Wieviel Sicherheit brauche ich denn wirklich? Wer würde mich unterstützen? An wen könnte
ich mich wenden? (Oder warum nicht?)
Selbstsicherheit gegen fremde Ver(un)sicherung
Angst ist nichts objektives. Angst ist eine biologisch sinnvolle Reaktion und ein subjektives
Wahrnehmungsorgan. Je mehr ich meine Wahrnehmungen durchspüren, durchschauen und
in ihren Feinheiten erleben kann, desto mehr tragen sie zur Selbstsicherheit bei, sogar wenn
es sich um Ängste handelt. Der Verlust oder die starke Einschränkung dieses Organismus
hat weitreichende Folgen. Kinder können sich nicht mehr auf sich und ihr Gespür verlassen,
sie finden den Halt nicht mehr in sich und werden dadurch manipulierbar und verführbar; in
gewissen Sinne müssen wir leider auch sagen, erziehbar.
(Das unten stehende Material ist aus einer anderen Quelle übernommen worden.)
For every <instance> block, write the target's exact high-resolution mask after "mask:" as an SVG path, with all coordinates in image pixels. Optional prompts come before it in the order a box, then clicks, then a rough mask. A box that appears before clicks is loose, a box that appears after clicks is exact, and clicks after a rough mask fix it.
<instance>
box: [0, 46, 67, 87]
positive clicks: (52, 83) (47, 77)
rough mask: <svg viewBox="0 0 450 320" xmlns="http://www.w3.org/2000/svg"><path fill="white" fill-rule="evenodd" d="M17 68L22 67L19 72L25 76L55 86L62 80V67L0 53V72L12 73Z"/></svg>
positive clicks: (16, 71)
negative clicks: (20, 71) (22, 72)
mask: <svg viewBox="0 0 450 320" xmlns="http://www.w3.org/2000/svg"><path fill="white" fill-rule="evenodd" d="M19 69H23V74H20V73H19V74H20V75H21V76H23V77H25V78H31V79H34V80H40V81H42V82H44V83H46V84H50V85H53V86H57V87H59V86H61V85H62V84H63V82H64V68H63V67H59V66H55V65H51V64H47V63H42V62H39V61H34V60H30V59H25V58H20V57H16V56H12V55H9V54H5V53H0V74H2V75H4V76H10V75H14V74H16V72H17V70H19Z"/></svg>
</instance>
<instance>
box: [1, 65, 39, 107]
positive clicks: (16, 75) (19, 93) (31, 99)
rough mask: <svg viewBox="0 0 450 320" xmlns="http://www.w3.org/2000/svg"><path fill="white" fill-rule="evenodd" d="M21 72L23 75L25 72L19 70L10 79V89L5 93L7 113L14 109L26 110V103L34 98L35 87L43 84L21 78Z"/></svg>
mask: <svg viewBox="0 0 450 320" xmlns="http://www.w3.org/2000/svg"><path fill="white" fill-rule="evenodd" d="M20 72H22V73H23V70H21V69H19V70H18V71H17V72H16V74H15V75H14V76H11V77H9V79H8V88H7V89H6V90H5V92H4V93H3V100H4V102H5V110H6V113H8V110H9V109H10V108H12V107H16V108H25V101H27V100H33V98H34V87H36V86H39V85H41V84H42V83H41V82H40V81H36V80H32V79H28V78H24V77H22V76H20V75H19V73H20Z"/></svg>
Mit der Abstumpfung der Empfindungen und einer Erziehung (Bildung), die der Lehre (dem
Wissen der anderen) - nur zu oft wenig hinterfragt - einen höheren Wahrheitsgehalt attestiert
als dem eigenen Gespür, wird Selbstsicherheit und Selbstvertrauen unterhöhlt. Damit wird
eine Bastion gegen aufgepfropfte Ängste geschleift. Dann kann Angst auch gezielt geschürt
und Menschen „mit Hilfe ihrer Angst“ ausgebeutet werden. Wir schützen unsere Kinder am
Besten, wenn wir diesen Wahrnehmungsapparat, ihren Körper mit seinem Gespür und Empfinden, als Seismographen der Atmosphäre und der herrschenden Stimmungen unterstützen.